Sejumlah tantangan dihadapi Brigpol Fifi dalam mengungkap kasus pelecehan perempuan dan anak. Dia menyebut butuh pendekatan khusus karena korban mengalami trauma.

"Banyak korban memang yang saya pribadi periksa kadang itu tidak mengatakan tentang apa yang sebenar yang dia alami, kadang menggunakan psikolog untuk membantu kami dalam pendekatan," jelasnya.

Brigpol Fifi menyebut tidak semua kasus dapat diselesaikan dengan cepat. Setiap kasus, kata dia, terkadang memiliki kesulitan yang berbeda.

"Kadang ada pengungkapan sampai berbulan-bulan juga ada, jadi pernah misal kayak di tahun 2024 baru terselesaikan baru di tahun 2025. Tergantung tingkat kesulitan perkara juga," sebut dia.

Brigpol Khafidatun Nisa' dari Polres Lombok TimurBrigpol Khafidatun Nisa' dari Polres Lombok Timur (Foto: dok. Istimewa)

Gencarkan Sosialisasi

Selain penindakan hukum, Brigpol Fifi juga rutin melakukan sosialisasi. Dia mengimbau korban berani melapor ketika mengalami tindakan pelecehan.

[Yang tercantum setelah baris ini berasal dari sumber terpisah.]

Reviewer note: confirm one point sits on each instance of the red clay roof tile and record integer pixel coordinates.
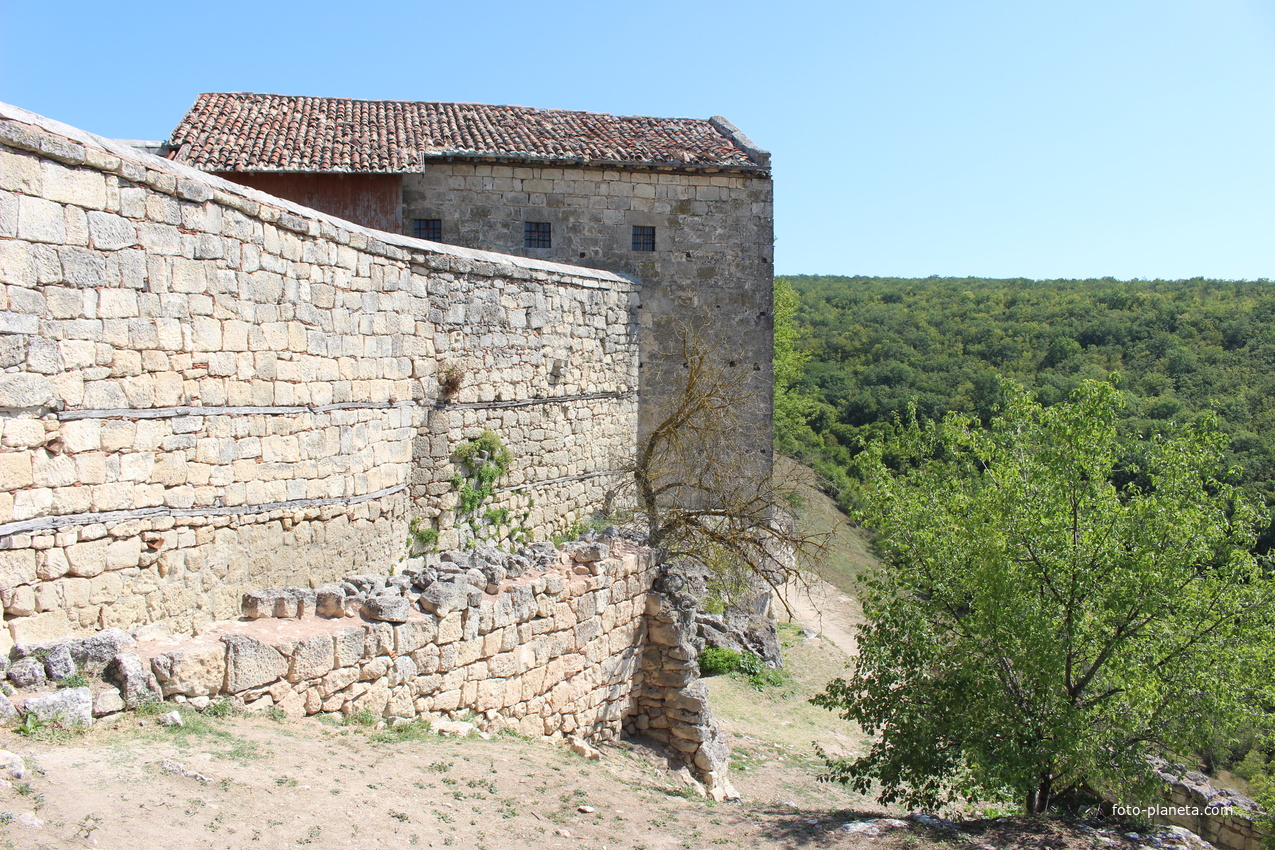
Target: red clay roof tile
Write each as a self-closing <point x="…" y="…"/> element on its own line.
<point x="241" y="131"/>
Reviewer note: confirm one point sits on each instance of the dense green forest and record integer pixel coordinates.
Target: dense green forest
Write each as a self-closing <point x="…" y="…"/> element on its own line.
<point x="852" y="353"/>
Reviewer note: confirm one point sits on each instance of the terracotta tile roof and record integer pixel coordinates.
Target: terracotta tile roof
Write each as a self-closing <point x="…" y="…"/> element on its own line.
<point x="241" y="131"/>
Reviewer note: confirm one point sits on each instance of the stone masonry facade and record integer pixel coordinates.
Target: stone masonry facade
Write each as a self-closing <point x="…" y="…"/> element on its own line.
<point x="710" y="269"/>
<point x="555" y="185"/>
<point x="208" y="390"/>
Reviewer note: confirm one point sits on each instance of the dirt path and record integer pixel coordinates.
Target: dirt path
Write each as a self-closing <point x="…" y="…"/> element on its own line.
<point x="826" y="611"/>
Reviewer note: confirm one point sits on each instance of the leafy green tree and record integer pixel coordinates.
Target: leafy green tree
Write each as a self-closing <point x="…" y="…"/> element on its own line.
<point x="1035" y="628"/>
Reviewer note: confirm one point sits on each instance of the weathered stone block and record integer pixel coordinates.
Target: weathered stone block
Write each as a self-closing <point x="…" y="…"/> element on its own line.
<point x="311" y="658"/>
<point x="134" y="679"/>
<point x="69" y="707"/>
<point x="389" y="609"/>
<point x="250" y="663"/>
<point x="195" y="669"/>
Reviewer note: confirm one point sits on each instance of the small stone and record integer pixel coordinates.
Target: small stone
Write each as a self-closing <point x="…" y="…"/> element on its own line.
<point x="580" y="747"/>
<point x="8" y="714"/>
<point x="59" y="664"/>
<point x="28" y="820"/>
<point x="70" y="707"/>
<point x="27" y="673"/>
<point x="107" y="701"/>
<point x="130" y="673"/>
<point x="177" y="769"/>
<point x="388" y="609"/>
<point x="441" y="598"/>
<point x="97" y="650"/>
<point x="590" y="552"/>
<point x="12" y="765"/>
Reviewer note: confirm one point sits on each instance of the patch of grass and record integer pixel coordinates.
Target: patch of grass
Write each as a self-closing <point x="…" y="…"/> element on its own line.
<point x="362" y="718"/>
<point x="219" y="709"/>
<point x="402" y="733"/>
<point x="715" y="660"/>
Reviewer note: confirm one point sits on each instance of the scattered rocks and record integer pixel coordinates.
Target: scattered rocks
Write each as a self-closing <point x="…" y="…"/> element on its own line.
<point x="130" y="674"/>
<point x="250" y="663"/>
<point x="583" y="748"/>
<point x="177" y="769"/>
<point x="589" y="552"/>
<point x="28" y="673"/>
<point x="69" y="706"/>
<point x="97" y="650"/>
<point x="59" y="663"/>
<point x="388" y="609"/>
<point x="106" y="702"/>
<point x="12" y="765"/>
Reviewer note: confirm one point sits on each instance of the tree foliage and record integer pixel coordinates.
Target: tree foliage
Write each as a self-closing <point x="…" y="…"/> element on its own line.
<point x="1183" y="349"/>
<point x="1049" y="607"/>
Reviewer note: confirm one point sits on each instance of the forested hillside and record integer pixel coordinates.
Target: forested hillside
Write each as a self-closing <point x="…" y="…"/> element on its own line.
<point x="852" y="353"/>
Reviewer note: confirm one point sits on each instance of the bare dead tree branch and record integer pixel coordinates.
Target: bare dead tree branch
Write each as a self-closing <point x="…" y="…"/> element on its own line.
<point x="703" y="493"/>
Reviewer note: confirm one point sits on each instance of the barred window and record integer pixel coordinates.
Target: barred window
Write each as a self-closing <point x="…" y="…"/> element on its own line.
<point x="644" y="238"/>
<point x="537" y="235"/>
<point x="427" y="228"/>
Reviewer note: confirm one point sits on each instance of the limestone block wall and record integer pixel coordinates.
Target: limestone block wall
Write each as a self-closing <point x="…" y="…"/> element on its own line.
<point x="553" y="651"/>
<point x="1220" y="816"/>
<point x="712" y="269"/>
<point x="207" y="389"/>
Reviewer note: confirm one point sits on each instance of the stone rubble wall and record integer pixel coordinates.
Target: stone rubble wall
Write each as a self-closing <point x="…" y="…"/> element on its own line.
<point x="571" y="642"/>
<point x="672" y="702"/>
<point x="1220" y="816"/>
<point x="208" y="390"/>
<point x="548" y="653"/>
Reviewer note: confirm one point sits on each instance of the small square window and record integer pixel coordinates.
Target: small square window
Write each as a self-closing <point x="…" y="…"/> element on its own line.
<point x="644" y="238"/>
<point x="537" y="235"/>
<point x="427" y="228"/>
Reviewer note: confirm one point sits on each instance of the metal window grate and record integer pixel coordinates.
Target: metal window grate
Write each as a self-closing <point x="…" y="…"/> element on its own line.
<point x="427" y="228"/>
<point x="537" y="235"/>
<point x="644" y="238"/>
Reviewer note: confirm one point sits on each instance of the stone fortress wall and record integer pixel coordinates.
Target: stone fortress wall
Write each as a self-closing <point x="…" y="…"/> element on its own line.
<point x="209" y="390"/>
<point x="713" y="252"/>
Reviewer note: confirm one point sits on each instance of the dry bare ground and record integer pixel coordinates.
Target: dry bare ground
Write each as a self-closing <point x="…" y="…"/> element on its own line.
<point x="241" y="783"/>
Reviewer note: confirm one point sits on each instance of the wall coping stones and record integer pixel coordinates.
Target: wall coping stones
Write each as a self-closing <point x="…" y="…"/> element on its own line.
<point x="171" y="177"/>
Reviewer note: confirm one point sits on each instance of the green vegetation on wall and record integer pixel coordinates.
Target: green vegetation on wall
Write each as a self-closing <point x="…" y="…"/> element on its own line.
<point x="485" y="460"/>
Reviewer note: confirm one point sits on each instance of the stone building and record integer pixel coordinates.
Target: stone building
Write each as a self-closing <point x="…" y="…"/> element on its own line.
<point x="681" y="204"/>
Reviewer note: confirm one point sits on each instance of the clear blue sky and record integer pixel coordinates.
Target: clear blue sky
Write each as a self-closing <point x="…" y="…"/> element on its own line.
<point x="992" y="138"/>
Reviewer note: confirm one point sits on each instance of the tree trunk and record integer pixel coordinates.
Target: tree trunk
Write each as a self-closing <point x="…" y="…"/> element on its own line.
<point x="1038" y="798"/>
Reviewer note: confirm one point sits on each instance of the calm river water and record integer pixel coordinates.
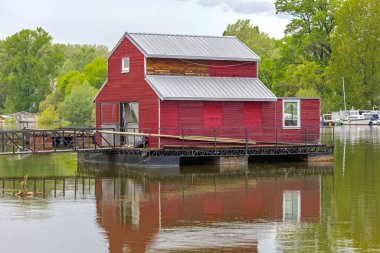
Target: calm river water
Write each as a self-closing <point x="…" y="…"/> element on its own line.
<point x="281" y="207"/>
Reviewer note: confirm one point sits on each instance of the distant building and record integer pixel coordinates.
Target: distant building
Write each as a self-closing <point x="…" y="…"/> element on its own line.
<point x="192" y="85"/>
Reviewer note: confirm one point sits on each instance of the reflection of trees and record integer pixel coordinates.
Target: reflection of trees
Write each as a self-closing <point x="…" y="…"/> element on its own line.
<point x="350" y="200"/>
<point x="133" y="213"/>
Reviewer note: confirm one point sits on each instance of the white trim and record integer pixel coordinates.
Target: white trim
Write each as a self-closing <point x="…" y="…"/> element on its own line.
<point x="144" y="66"/>
<point x="298" y="113"/>
<point x="285" y="197"/>
<point x="101" y="88"/>
<point x="116" y="46"/>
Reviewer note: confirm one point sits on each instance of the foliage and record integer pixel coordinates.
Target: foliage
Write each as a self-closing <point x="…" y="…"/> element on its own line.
<point x="52" y="99"/>
<point x="258" y="41"/>
<point x="356" y="54"/>
<point x="311" y="25"/>
<point x="29" y="65"/>
<point x="96" y="72"/>
<point x="49" y="115"/>
<point x="78" y="105"/>
<point x="78" y="56"/>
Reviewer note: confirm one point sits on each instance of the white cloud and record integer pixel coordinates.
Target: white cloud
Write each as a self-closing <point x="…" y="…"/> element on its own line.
<point x="104" y="22"/>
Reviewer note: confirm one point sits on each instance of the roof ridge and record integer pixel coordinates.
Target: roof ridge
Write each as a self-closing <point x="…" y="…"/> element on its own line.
<point x="182" y="35"/>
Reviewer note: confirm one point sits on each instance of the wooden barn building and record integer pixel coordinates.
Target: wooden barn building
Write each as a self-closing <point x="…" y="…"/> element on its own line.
<point x="197" y="86"/>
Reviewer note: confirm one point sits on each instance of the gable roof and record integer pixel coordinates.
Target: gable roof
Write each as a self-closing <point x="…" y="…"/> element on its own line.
<point x="191" y="47"/>
<point x="209" y="88"/>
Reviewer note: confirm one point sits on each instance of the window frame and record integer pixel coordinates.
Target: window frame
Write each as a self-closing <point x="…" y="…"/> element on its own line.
<point x="124" y="68"/>
<point x="284" y="101"/>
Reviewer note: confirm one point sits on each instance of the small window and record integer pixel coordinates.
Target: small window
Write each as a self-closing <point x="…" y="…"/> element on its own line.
<point x="291" y="113"/>
<point x="291" y="206"/>
<point x="125" y="65"/>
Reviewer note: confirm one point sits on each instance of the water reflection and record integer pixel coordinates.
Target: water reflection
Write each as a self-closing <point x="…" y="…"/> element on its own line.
<point x="282" y="207"/>
<point x="203" y="213"/>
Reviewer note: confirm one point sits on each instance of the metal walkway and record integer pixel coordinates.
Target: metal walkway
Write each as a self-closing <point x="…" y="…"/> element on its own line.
<point x="93" y="141"/>
<point x="50" y="141"/>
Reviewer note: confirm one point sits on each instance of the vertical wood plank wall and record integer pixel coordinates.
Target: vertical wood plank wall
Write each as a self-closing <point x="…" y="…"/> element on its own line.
<point x="262" y="120"/>
<point x="129" y="87"/>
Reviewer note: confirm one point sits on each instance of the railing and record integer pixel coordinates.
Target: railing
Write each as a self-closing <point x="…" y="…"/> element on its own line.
<point x="213" y="137"/>
<point x="76" y="139"/>
<point x="47" y="141"/>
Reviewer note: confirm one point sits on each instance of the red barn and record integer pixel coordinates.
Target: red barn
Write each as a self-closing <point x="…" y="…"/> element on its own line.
<point x="197" y="86"/>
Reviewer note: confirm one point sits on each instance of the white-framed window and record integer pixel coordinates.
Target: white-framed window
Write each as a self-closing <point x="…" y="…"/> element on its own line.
<point x="291" y="206"/>
<point x="125" y="65"/>
<point x="291" y="116"/>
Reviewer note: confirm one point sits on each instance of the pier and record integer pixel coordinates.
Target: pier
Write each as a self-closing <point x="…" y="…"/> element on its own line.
<point x="152" y="149"/>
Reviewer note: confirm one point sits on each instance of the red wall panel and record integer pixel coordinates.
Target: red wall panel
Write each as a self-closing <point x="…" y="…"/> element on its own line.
<point x="233" y="114"/>
<point x="129" y="87"/>
<point x="190" y="114"/>
<point x="109" y="113"/>
<point x="310" y="122"/>
<point x="213" y="114"/>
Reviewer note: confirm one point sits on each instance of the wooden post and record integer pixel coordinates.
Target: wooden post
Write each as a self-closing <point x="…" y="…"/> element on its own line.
<point x="246" y="140"/>
<point x="214" y="138"/>
<point x="305" y="136"/>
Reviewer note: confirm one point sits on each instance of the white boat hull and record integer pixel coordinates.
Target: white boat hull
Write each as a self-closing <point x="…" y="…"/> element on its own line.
<point x="363" y="122"/>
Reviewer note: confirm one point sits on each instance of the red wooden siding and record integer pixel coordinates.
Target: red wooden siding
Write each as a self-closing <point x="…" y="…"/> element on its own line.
<point x="110" y="113"/>
<point x="229" y="119"/>
<point x="212" y="114"/>
<point x="310" y="122"/>
<point x="129" y="87"/>
<point x="190" y="114"/>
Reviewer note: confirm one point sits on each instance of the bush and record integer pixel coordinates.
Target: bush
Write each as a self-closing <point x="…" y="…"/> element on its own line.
<point x="48" y="116"/>
<point x="78" y="106"/>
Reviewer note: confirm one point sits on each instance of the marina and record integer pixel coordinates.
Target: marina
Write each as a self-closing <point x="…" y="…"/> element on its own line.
<point x="275" y="207"/>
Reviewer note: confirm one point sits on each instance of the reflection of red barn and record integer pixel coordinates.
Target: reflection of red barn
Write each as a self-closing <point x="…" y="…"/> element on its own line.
<point x="168" y="84"/>
<point x="135" y="223"/>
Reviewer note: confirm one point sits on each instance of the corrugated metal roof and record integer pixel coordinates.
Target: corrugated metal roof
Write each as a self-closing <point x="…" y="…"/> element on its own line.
<point x="209" y="88"/>
<point x="192" y="47"/>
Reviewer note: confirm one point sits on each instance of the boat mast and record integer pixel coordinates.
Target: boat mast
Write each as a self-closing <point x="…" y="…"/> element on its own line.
<point x="344" y="95"/>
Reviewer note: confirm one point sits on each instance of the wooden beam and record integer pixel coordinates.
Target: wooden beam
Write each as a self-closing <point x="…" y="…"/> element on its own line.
<point x="189" y="138"/>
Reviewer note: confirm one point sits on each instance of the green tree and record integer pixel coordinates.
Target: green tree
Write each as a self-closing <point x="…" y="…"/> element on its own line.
<point x="66" y="82"/>
<point x="78" y="106"/>
<point x="264" y="46"/>
<point x="29" y="65"/>
<point x="259" y="42"/>
<point x="356" y="54"/>
<point x="78" y="56"/>
<point x="311" y="26"/>
<point x="96" y="72"/>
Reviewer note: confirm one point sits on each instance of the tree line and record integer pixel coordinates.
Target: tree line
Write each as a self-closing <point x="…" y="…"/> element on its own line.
<point x="326" y="40"/>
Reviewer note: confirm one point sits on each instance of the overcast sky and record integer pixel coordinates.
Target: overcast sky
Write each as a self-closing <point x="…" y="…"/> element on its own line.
<point x="105" y="21"/>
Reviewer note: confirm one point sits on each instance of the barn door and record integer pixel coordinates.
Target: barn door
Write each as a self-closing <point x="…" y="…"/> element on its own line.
<point x="129" y="121"/>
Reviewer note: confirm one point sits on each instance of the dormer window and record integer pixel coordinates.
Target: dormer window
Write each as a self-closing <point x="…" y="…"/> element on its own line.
<point x="125" y="65"/>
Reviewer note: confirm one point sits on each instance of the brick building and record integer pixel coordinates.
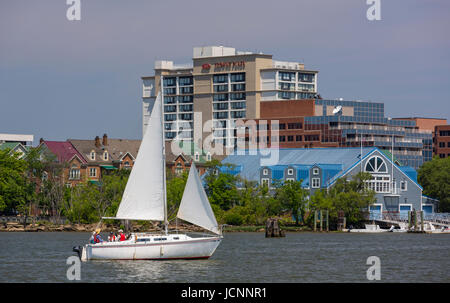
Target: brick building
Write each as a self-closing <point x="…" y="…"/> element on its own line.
<point x="441" y="141"/>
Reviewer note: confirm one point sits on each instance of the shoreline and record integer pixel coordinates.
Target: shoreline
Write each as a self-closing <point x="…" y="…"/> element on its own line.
<point x="48" y="227"/>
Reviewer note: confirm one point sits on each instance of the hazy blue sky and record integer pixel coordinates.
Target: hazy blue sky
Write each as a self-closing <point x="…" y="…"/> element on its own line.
<point x="64" y="79"/>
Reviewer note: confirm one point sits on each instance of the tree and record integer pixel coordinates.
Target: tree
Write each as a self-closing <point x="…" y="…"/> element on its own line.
<point x="434" y="176"/>
<point x="221" y="188"/>
<point x="293" y="197"/>
<point x="14" y="190"/>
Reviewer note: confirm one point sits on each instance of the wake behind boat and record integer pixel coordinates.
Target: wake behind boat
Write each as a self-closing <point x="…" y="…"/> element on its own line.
<point x="145" y="198"/>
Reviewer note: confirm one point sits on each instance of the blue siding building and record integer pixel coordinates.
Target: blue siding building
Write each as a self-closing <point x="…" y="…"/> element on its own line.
<point x="396" y="187"/>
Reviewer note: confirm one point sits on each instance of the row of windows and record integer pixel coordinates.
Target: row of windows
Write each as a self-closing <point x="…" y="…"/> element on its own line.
<point x="224" y="115"/>
<point x="181" y="108"/>
<point x="233" y="105"/>
<point x="173" y="117"/>
<point x="181" y="90"/>
<point x="234" y="87"/>
<point x="293" y="95"/>
<point x="290" y="76"/>
<point x="172" y="81"/>
<point x="181" y="99"/>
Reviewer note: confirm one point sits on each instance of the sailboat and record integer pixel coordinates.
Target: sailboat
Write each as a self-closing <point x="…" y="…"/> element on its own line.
<point x="145" y="198"/>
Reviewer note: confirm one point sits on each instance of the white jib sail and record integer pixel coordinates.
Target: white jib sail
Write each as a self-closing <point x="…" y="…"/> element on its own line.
<point x="194" y="206"/>
<point x="143" y="198"/>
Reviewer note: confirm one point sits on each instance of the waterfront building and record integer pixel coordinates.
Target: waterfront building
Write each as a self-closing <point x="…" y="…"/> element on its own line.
<point x="222" y="85"/>
<point x="25" y="140"/>
<point x="104" y="155"/>
<point x="231" y="89"/>
<point x="342" y="123"/>
<point x="15" y="148"/>
<point x="442" y="141"/>
<point x="66" y="159"/>
<point x="396" y="187"/>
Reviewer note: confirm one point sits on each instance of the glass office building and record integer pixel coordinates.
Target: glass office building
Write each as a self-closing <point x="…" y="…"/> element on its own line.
<point x="356" y="123"/>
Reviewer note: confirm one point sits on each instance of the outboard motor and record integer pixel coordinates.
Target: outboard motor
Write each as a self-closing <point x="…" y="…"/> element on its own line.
<point x="78" y="250"/>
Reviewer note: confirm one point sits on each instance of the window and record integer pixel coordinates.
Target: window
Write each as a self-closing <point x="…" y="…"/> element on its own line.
<point x="240" y="114"/>
<point x="315" y="182"/>
<point x="302" y="77"/>
<point x="74" y="174"/>
<point x="169" y="99"/>
<point x="237" y="96"/>
<point x="380" y="183"/>
<point x="185" y="99"/>
<point x="179" y="169"/>
<point x="376" y="165"/>
<point x="186" y="81"/>
<point x="170" y="108"/>
<point x="186" y="90"/>
<point x="237" y="105"/>
<point x="237" y="87"/>
<point x="220" y="106"/>
<point x="404" y="185"/>
<point x="220" y="97"/>
<point x="286" y="76"/>
<point x="239" y="77"/>
<point x="294" y="125"/>
<point x="220" y="88"/>
<point x="186" y="108"/>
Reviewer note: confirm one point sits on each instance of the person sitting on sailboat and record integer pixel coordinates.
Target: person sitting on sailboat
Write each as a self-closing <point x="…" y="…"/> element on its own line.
<point x="97" y="238"/>
<point x="112" y="237"/>
<point x="121" y="235"/>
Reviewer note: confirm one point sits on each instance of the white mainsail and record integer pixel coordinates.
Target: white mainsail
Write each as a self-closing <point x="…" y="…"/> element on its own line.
<point x="194" y="206"/>
<point x="143" y="198"/>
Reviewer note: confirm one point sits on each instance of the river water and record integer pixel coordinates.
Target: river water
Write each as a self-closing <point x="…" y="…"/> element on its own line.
<point x="241" y="257"/>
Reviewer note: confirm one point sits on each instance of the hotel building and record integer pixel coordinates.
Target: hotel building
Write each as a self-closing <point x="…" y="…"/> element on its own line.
<point x="222" y="85"/>
<point x="225" y="85"/>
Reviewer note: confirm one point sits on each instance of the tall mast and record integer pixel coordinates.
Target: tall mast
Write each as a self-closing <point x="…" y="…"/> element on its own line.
<point x="166" y="223"/>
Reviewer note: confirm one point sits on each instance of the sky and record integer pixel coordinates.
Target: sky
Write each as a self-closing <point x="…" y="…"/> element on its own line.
<point x="63" y="79"/>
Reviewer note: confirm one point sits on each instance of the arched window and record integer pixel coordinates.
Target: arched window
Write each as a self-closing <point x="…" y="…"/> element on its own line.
<point x="376" y="165"/>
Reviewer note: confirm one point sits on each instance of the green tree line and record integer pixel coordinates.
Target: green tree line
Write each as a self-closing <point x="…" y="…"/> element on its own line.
<point x="235" y="201"/>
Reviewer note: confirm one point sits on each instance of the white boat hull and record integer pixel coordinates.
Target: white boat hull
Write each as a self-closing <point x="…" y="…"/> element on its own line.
<point x="184" y="247"/>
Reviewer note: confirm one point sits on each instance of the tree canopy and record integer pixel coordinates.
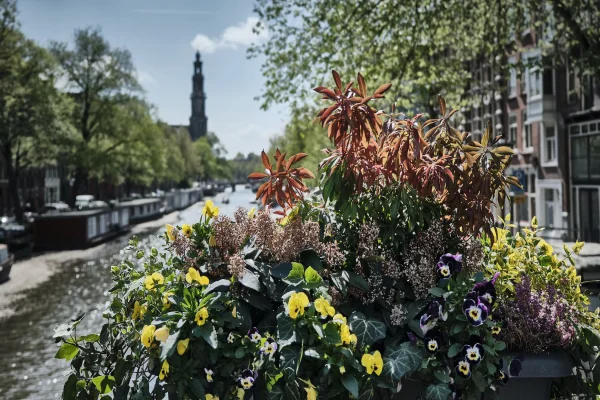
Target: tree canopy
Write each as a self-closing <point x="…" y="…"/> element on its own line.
<point x="421" y="47"/>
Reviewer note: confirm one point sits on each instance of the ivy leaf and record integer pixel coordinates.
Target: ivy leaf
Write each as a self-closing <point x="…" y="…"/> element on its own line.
<point x="288" y="359"/>
<point x="356" y="280"/>
<point x="454" y="350"/>
<point x="312" y="278"/>
<point x="104" y="383"/>
<point x="296" y="274"/>
<point x="286" y="330"/>
<point x="401" y="359"/>
<point x="281" y="270"/>
<point x="66" y="352"/>
<point x="441" y="391"/>
<point x="368" y="331"/>
<point x="351" y="384"/>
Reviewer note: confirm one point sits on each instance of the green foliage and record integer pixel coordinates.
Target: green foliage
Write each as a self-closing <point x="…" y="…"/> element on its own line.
<point x="417" y="47"/>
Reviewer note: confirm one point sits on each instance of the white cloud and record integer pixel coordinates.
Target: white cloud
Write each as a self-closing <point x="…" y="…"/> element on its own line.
<point x="240" y="35"/>
<point x="165" y="11"/>
<point x="144" y="77"/>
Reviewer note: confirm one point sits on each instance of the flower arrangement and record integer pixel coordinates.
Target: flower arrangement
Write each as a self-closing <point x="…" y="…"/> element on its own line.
<point x="383" y="282"/>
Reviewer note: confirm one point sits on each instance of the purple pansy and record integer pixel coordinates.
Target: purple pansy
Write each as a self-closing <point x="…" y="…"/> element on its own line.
<point x="473" y="352"/>
<point x="449" y="264"/>
<point x="269" y="347"/>
<point x="254" y="335"/>
<point x="433" y="341"/>
<point x="247" y="378"/>
<point x="475" y="309"/>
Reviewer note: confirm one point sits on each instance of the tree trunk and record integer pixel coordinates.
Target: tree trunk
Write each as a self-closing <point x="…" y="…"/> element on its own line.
<point x="13" y="184"/>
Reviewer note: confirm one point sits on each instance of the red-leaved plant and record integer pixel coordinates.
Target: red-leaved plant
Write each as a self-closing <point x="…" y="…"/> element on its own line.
<point x="435" y="159"/>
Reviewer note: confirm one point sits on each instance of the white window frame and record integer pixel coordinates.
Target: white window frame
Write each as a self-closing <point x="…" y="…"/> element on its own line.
<point x="546" y="160"/>
<point x="526" y="127"/>
<point x="557" y="186"/>
<point x="512" y="126"/>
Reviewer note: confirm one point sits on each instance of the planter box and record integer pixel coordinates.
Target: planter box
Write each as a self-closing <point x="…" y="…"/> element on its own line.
<point x="535" y="380"/>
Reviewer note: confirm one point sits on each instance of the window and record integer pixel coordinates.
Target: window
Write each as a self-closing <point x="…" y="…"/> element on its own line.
<point x="526" y="132"/>
<point x="512" y="129"/>
<point x="571" y="93"/>
<point x="513" y="83"/>
<point x="549" y="207"/>
<point x="549" y="143"/>
<point x="534" y="78"/>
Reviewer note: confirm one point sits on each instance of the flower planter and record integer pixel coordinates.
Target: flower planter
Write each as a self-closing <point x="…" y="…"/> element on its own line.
<point x="535" y="379"/>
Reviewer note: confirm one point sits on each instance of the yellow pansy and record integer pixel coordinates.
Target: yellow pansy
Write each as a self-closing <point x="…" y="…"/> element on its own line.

"Kami datang ke sekolah-sekolah untuk melakukan sosialisasi terhadap siswa-siswanya. Kalau menjadi korban, bagaimana caranya nanti melaporkan dan di mana, atau ke mana mereka harus melapor," tutur dia.

Brigpol Fifi juga memetakan wilayah yang rawan. Dia akan melakukan upaya pencegahan dengan sosialisasi ke titik rawan.

"Kalau kami ke sekolah, biasanya yang pertama kadang ada permintaan dari pihak sekolah sendiri, jadi ndak nentu. Kadang kami dari PPA yang langsung ke sekolah, kita cari sekolah-sekolah yang sekiranya sering terjadi. Kan kami petakan pas ada laporan, anak ini berada di sekolah mana, nanti kami baru ke sena melakukan sosialisasi," ucap dia.